The MinMaxF strategy is a trading strategy that uses the argrelextrema function from SciPy to identify local minima and maxima in the price data. It operates on 5-minute timeframe data. Here's a breakdown of how the strategy works:
The strategy starts by defining a minimal return on investment (ROI) of 10% and a stop loss of -5%.
The populate_indicators function is responsible for populating the indicators used by the strategy.
It calculates the local minima and maxima using the argrelextrema function on separate slices of the price data.
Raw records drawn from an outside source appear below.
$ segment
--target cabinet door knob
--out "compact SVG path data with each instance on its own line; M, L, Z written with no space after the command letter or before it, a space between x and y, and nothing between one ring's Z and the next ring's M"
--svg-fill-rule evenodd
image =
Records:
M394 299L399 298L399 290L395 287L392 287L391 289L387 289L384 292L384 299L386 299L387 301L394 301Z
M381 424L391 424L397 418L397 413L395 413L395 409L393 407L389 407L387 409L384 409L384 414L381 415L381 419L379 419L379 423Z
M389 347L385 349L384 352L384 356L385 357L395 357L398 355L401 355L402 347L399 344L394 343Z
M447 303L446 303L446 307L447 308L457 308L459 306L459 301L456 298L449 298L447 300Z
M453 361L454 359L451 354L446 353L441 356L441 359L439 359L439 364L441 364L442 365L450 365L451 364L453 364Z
For each slice of the data, if the penultimate candle is identified as a local minimum, a buy signal is generated and marked in the buy_signal column of the dataframe. Similarly, if the penultimate candle is identified as a local maximum, a sell signal is generated and marked in the sell_signal column of the dataframe. The commented-out section in the code is an alternative approach that uses argrelextrema on the entire price data without separating it into slices. However, this approach is considered to have lookahead bias and is not used in the strategy. The populate_buy_trend function populates the buy column of the dataframe with a value of 1 for rows where a buy signal is present. The populate_sell_trend function populates the sell column of the dataframe with a value of 1 for rows where a sell signal is present. In summary, the MinMaxF strategy identifies local minima and maxima in the price data to generate buy and sell signals.